Key: sha1([hostname, formSubmitURL, usernameField, passwordField].join("|")) or sha1([hostname, httpRealm].join("|"))
Value: JSON of { hostname, username, password, formSubmitURL, usernameField, passwordField } or { hostname, username, password, httpRealm }
Conflict resolution
Last write wins. Future iterations might do merging at read time in presence of _conflicts. Passwords are expected to change very rarely, and we immediately push updates to the server and notify other clients from there.
Initial import
Replicate from (overwrite local passwords with server values). Replicate to (add any passwords we only have locally to server). Retry in case of a race.
Bookmarks
The entire bookmark tree is represented as one doc. The tree consists of folders ({ description, title, children }), separators ({}), and bookmarks ({ title, uri, description, loadInSidebar, tags, keyword}). We expect dozens of bookmarks, and many hundreds worst-case.
Key: "bookmarks"
Value: JSON of tree as described above.
Conflict resolution
Last write wins. Future iterations might do merging at read time in presence of _conflicts. Bookmarks are expected to change rather rarely, and we immediately push updates to the server and notify other clients from there.
Initial import
Replicate from. For desktop, move all local bookmarks into a folder "Local Bookmarks" that is not replicated. The bookmarks we received from the server are now the bookmark tree. For mobile, add any bookmarks to the Mobile folder that don't already exist there. Replicate to. Retry in case of a race.
History
Each history entry is one doc. Long histories are not very uncommon (thousands of uris).
Key: sha1(uri)
Value: JSON of { uri, title, visits }
Conflict resolution
Last write wins. History is expected to change frequently, and we group updates with a timer to avoid paying network transaction overhead for every history update. As a result, conflicts are possible, but also fairly inconsequential.
Initial import
Replicate from. Add any entries that don't already exist on the server. Replicate to. Retry in case of a race.
Revision purging
Clients keep the current revision of a doc in shadow couchdb. Since clients don't directly replicate with each other, there is no need for them to keep any more history than that. The server keeps the revision known to the client that is the furthest behind in replication.
Notifications
Clients that have sync enabled should use our notifications protocol to listen to server changes. For bookmark and password changes, we push to the server after a brief delay. For history updates, we group updates with a certain (not necessarily very short) time delay.
Optional CouchDB protocol modifications
CouchDB is not an overly wire-compact protocol. This is particularly painful for bookmarks updates since we repeat a lot of data that is unchanged from the last state. Instead of sending the whole document again, we should instead do a jsondiff and send the diff only.
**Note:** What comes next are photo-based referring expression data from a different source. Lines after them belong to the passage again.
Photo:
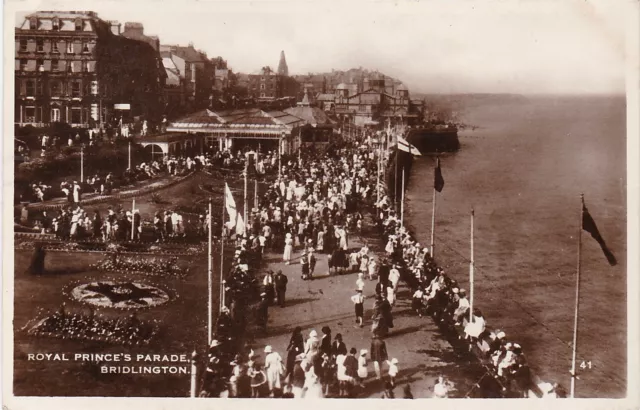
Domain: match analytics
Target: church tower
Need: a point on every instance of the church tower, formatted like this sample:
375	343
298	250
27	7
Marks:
282	66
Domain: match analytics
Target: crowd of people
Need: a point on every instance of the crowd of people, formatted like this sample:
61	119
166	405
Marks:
312	207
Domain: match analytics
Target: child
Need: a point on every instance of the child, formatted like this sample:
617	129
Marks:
393	371
360	282
358	301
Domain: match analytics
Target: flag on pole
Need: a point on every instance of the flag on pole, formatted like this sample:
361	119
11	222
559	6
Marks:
405	146
438	182
589	225
240	227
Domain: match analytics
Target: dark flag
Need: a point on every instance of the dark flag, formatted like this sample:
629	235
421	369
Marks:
589	225
438	183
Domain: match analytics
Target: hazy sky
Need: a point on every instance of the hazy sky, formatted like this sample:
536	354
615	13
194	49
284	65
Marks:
561	46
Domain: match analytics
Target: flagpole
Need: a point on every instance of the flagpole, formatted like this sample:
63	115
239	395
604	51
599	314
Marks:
81	165
402	201
471	272
575	319
222	282
255	193
378	175
133	225
246	171
395	183
210	278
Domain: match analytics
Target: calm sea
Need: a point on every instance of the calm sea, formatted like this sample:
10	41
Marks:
523	170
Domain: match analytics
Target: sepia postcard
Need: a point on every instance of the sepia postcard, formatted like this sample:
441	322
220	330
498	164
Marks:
320	200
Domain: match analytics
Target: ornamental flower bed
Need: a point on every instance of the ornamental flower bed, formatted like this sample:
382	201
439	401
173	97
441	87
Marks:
115	261
126	331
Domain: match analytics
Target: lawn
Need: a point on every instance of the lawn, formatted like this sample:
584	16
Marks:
183	319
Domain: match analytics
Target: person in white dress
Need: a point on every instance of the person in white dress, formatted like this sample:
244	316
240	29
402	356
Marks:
288	248
363	372
273	367
76	192
441	390
360	282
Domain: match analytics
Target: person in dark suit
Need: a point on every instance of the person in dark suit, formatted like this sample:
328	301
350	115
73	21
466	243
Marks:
325	343
281	287
338	347
378	354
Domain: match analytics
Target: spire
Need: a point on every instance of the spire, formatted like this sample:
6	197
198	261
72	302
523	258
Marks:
282	66
305	100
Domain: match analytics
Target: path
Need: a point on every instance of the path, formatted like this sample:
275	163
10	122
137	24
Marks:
421	350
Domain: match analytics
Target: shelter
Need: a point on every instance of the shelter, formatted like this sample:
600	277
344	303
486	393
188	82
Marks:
243	127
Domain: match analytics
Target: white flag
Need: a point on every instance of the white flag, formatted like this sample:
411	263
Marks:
240	226
231	206
404	145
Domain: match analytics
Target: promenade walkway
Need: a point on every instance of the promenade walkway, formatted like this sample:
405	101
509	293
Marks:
421	350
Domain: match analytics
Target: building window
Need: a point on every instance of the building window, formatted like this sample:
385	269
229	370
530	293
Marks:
31	89
75	89
55	88
76	116
29	114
The server and the client both have the last _rev and can reconstruct the full version. Once the initial version of this is operational, we should consider a fairly simple addition to the CouchDB protocol to make it more compact on the wire. This can be implemented by the web heads in front of the CouchDB server on the server side. Such a "/db/doc_diff" method can then do a GET to the database server, get the last version, apply the diff that came over the network, and then do a PUT, and similarly send a diff based on a GET of the current and the version known to the client. This makes most sense as a generic extension to the protocol to let other data types benefit from this.
In addition, we should use SPDY to enable content compression.